PORTLAND, Maine — The Historic Preservation Board meets Wednesday to continue discussion of a proposed addition to the St. Lawrence Arts Center on Munjoy Hill.
The Friends of the St. Lawrence Church, the nonprofit group that owns and operates the center, is proposing a 400-seat performance hall where the historic church’s sanctuary once stood, at the corner of Congress and Munjoy streets. The sanctuary, built in 1897, was demolished in 2008 after years of deterioration.
The hall would feature a modern-looking, box-like space, sided with metal screening that could be lighted from behind.

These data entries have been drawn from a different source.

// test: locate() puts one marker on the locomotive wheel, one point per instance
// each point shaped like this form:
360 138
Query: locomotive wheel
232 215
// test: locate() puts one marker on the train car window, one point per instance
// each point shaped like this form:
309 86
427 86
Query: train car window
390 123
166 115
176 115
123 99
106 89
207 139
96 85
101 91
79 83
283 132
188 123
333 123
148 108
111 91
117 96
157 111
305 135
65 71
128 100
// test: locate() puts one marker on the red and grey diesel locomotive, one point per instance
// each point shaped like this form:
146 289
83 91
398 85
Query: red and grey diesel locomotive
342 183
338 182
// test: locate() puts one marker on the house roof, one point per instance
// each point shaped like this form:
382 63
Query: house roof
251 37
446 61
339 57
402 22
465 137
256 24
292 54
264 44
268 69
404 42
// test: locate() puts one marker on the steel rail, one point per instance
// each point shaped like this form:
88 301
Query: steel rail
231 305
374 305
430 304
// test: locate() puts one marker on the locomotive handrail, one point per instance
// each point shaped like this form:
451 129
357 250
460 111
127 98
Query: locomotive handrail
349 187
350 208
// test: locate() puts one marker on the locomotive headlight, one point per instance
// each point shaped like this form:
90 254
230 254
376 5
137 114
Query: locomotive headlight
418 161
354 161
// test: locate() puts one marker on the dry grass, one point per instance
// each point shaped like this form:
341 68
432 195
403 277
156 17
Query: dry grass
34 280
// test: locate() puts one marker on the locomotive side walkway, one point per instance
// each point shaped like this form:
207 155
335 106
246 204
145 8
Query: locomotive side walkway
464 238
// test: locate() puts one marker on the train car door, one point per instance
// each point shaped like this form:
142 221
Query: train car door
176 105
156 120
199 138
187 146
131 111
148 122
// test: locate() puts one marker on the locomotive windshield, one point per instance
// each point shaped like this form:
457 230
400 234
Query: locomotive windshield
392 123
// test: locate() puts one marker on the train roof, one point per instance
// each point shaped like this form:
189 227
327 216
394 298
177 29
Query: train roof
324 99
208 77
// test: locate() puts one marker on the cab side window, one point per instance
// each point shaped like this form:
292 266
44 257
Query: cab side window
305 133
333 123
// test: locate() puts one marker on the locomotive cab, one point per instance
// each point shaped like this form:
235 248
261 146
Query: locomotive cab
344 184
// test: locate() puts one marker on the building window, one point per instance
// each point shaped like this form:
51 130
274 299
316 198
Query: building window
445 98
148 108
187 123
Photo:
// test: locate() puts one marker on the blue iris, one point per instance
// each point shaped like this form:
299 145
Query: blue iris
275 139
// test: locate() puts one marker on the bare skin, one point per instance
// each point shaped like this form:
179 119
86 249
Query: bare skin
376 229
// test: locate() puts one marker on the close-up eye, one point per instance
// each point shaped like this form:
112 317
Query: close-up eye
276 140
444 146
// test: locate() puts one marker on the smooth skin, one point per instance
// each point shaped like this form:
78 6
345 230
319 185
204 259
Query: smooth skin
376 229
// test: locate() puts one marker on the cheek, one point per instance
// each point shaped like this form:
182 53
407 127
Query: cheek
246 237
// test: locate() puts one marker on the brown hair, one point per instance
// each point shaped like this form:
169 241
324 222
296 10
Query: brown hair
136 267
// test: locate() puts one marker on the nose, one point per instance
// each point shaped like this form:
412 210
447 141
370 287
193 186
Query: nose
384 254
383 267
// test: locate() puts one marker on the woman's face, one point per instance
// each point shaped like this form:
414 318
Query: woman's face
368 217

A glass-walled “promenade room,” offering panoramic views of the neighborhood and Casco Bay, would top the structure.
The project’s design team has refined its preliminary plans for the hall, based on a neighborhood meeting and two previous workshops with the board.
But despite the refinements, some neighbors feel the building simply cannot meet city standards that govern alterations to historic landmarks such as the Arts Center, formerly the church’s parish hall.
“[The design team] has made multiple iterations of the design, and definitely has made some steps to approach the standards. But no matter how they tweak it, it’s still way, way too big,” said Ann Landsberg, a member of neighborhood group Concerned Citizens of Munjoy Hill.
The board applies 10 standards in reviewing applications for permission to alter or add to historic structures. Standard No. 9 directs that “the new work shall be differentiated from the old and shall be compatible with the size, scale, color, material and character of the property, neighborhood or environment.”
The proposed addition is not compatible, the critics say.
“[The hall] would loom over the entire neighborhood, and cast enormous shadows. This is a building that might be appropriate downtown or on the waterfront, but not in a residential neighborhood,” Landsberg said.
She also said sketches of the proposed building shown to the public make it appear that the Arts Center is surrounded by flat-topped buildings, similar to the proposed addition. In reality, the site is within a dense mix of two- and three-story apartment buildings and houses of various styles.
Friends Executive Director Deirdre Nice has said that the size of the addition is necessary in order for the performance hall to be financially “self-sustaining,” and project architect David Lloyd has already scaled back the hall’s size slightly in response to public feedback. In addition, he has pointed out that the building’s height is about the same as the height of the former sanctuary.
But Tim Baehr, another member of the neighborhood group, said “the proposed building is a monolithic box. Even if it is no higher than the original height of the church, it will fill all the air space. This massiveness is hardly in keeping with the character of the parish hall or of the rest of this historic neighborhood.”
In a letter to city staff last week, Lloyd listed several recent modifications the design team has made to the plans in an attempt to “lighten” the addition, including the relocation of an elevator shaft and the addition of a rooftop trellis.
“We believe this revised design reflects some of the board’s concerns, the concerns of our neighbors and the intent of the design standards. The addition, a contemporary design, has now been modified to reflect the existing building in material and scale but still retains its distinctive architectural of its time,” he wrote.
The Historic Preservation Board meets at City Hall Wednesday at 4 p.m.